What makes Delphi unique
Hale notes that the physical site of Delphi was recognized as unique in the ancient world. It was not the only temple where an oracle claimed to foretell the future, but “it’s the only one that ever mentioned a sweet-smelling gas as part of the sacred experience,” he says.
When compared with other Greek temples, Delphi was likely designed to enclose the spring, allowing gas to accumulate in the inner chamber where the Pythia sat. Other Greek temples may not have had vapor-inhaling oracles, but many were also positioned over sites of high geological activity, such as the temple at the ancient city of Hierapolis (modern Pamukkale, Turkey). There, carbon dioxide rather than ethylene rises from the Earth, which was also used in ancient religious rites to kill sacrificial animals.
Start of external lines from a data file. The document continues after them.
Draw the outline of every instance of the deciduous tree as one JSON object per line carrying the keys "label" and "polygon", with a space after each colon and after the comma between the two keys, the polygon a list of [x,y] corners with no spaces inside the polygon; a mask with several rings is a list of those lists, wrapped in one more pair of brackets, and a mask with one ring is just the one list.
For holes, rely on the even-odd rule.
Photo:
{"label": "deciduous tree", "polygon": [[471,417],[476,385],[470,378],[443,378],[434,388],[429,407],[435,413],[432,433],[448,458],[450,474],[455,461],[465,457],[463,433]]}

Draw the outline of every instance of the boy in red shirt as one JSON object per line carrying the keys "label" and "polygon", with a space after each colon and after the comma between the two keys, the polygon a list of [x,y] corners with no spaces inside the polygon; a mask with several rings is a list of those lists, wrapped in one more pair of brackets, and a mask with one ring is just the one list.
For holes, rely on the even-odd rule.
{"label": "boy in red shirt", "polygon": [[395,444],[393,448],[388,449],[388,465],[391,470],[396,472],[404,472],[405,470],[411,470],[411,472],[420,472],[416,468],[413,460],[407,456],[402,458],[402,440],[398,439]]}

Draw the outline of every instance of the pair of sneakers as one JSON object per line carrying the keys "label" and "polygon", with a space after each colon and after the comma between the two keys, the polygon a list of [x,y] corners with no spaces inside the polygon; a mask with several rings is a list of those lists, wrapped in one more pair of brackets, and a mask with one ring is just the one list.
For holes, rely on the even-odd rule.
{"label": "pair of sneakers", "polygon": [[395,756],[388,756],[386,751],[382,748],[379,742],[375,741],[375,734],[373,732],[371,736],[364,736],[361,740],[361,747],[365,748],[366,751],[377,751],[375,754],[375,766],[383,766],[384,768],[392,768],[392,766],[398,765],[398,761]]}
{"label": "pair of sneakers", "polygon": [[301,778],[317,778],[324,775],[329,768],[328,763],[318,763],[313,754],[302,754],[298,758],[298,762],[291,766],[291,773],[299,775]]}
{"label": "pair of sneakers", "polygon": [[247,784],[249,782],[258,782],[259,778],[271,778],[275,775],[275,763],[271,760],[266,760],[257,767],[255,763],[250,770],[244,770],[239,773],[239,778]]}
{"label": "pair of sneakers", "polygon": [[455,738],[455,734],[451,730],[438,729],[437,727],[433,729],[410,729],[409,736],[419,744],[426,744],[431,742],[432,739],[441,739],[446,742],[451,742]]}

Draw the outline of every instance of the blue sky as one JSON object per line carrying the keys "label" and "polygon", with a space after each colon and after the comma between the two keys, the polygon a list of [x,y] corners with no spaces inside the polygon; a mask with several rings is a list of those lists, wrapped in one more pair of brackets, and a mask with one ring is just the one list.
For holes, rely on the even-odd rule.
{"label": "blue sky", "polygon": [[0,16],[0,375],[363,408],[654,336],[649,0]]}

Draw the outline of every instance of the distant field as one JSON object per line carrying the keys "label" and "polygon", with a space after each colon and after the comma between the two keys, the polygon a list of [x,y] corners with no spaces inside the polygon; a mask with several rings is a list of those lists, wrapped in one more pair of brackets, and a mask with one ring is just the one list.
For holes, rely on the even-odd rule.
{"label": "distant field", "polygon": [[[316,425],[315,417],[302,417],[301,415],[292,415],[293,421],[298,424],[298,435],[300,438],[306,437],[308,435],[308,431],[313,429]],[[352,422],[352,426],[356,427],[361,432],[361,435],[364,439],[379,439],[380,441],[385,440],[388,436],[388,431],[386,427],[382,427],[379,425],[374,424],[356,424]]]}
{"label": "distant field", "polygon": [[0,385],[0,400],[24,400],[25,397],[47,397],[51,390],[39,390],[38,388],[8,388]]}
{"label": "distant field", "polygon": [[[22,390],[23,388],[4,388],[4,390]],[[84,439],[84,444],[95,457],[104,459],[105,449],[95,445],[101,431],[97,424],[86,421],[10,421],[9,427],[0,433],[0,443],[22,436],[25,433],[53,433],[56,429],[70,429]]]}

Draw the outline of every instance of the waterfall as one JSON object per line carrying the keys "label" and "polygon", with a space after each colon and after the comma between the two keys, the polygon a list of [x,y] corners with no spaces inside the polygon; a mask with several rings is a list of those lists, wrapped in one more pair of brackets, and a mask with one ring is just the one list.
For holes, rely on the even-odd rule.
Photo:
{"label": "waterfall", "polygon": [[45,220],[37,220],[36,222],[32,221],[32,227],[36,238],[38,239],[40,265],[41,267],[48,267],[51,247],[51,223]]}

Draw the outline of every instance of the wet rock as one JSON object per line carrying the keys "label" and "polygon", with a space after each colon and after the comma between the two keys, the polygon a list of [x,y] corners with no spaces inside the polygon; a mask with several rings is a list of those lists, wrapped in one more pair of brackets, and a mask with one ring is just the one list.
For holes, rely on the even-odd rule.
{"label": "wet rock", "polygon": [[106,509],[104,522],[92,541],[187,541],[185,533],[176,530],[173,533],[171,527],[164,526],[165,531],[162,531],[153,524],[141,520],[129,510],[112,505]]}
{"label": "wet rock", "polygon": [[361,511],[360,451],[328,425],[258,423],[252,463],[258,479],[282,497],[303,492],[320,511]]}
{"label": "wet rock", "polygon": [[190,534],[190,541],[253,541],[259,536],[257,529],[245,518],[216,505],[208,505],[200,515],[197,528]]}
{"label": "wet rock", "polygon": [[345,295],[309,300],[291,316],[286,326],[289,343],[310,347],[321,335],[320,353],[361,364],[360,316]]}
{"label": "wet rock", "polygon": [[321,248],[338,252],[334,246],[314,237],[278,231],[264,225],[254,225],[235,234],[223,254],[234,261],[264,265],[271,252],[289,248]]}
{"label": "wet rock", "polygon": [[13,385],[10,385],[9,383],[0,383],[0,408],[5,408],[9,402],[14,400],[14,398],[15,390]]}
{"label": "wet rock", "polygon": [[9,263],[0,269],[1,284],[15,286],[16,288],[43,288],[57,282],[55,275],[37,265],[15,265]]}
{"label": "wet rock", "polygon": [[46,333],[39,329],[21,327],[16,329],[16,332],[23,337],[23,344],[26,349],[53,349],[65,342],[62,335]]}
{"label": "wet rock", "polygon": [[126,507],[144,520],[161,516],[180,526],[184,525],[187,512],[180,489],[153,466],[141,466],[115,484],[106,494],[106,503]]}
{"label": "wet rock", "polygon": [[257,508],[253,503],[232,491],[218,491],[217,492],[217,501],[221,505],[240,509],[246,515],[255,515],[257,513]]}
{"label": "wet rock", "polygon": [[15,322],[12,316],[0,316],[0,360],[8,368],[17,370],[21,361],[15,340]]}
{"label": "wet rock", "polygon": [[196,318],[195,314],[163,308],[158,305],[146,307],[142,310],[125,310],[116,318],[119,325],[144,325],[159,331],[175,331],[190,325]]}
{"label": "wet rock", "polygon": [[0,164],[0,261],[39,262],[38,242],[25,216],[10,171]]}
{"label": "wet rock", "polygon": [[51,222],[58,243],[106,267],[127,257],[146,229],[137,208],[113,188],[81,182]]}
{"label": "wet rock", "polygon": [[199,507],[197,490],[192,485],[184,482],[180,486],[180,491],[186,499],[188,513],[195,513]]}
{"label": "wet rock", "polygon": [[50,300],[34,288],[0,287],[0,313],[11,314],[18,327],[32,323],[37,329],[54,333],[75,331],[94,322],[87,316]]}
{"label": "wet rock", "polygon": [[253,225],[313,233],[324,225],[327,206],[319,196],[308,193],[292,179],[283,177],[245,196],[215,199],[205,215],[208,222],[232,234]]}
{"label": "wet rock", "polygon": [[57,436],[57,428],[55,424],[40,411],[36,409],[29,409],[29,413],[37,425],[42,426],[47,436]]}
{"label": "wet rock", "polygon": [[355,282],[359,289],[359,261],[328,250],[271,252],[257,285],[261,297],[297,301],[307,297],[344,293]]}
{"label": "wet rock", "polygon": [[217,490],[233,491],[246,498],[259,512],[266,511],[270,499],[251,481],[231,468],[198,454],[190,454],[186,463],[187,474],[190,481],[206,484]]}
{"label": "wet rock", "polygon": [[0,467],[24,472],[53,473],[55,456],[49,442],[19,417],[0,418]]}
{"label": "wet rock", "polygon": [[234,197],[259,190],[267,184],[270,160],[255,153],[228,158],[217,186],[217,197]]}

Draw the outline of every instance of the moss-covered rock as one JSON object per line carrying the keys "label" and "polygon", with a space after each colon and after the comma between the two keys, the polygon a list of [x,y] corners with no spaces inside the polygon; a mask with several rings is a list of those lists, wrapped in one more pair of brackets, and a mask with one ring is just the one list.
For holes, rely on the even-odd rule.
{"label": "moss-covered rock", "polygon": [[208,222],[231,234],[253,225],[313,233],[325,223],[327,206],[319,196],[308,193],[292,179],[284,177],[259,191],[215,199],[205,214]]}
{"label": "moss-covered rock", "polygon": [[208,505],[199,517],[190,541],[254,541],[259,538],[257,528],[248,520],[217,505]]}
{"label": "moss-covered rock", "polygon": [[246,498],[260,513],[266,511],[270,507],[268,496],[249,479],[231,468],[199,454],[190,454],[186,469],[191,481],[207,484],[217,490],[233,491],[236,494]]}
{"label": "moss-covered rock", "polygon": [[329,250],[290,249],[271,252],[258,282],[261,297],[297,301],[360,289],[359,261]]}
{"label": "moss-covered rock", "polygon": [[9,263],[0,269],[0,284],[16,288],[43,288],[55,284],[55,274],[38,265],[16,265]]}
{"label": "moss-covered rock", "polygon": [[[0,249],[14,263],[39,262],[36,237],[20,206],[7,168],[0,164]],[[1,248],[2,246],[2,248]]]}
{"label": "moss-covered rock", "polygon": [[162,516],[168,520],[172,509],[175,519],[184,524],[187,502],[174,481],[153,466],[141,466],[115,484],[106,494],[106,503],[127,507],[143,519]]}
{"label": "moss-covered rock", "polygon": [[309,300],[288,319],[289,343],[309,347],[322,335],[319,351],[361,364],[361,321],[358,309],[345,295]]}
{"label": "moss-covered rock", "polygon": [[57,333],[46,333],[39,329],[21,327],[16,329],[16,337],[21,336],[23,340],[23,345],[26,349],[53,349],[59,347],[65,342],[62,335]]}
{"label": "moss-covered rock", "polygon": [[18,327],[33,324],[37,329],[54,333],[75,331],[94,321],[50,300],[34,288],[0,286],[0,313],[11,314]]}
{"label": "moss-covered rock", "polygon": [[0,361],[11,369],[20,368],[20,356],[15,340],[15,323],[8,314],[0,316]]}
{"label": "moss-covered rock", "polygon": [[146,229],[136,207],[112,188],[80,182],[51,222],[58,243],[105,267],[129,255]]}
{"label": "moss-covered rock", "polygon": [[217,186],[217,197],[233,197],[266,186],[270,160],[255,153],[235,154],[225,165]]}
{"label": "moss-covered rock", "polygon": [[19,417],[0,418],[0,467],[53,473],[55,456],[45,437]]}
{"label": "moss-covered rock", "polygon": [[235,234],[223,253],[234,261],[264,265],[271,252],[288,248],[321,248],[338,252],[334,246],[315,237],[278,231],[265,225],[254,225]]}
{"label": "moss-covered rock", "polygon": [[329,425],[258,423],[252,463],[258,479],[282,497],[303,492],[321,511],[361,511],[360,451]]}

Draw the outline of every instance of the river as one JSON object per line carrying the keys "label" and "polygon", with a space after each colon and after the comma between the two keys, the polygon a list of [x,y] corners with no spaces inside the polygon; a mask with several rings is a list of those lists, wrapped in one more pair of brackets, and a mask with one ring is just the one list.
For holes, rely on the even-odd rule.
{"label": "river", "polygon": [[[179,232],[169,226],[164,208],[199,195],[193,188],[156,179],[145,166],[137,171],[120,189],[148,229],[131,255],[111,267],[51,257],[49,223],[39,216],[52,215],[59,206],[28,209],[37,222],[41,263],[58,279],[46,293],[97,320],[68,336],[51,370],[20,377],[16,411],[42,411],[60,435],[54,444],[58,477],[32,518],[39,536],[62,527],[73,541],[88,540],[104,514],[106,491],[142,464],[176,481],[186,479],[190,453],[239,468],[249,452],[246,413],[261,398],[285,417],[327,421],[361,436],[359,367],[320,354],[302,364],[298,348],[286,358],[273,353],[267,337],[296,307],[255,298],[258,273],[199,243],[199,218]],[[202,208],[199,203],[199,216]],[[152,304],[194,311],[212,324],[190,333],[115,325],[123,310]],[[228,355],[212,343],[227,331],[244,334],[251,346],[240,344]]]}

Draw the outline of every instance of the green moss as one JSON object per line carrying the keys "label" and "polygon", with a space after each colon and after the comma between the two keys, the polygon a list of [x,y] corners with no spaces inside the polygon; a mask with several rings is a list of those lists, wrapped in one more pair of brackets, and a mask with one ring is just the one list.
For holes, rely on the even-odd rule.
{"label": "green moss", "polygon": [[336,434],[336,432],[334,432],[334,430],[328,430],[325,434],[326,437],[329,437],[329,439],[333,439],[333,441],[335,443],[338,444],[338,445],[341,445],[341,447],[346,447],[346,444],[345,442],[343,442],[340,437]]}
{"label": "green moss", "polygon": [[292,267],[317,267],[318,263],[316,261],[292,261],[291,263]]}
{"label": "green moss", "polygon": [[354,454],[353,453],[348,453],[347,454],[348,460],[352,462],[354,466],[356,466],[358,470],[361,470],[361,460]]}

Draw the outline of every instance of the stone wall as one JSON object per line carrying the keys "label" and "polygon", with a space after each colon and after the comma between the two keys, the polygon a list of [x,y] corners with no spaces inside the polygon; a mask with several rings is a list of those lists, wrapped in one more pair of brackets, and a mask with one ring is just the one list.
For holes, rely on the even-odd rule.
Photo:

We know from Hierapolis and similar sites that the water which carries gases to the surface also deposits minerals. This may gradually clog the channels in the stone, so that less gas reaches the surface over time. Earthquakes, which occurred at Delphi even in ancient times, might also lead to changes in the pathways for the gas. An earthquake might close previously open channels for ethylene or release a large buildup of it at once. So while we can’t know for certain, there may be a geological explanation for Plutarch’s assertion that the pneuma declined over time.
Today, Delphi’s unique geology is far from inactive. Gases can still rise from the porous limestone beneath the temple ruins, serving as a very real connection between us and our ancient ancestors.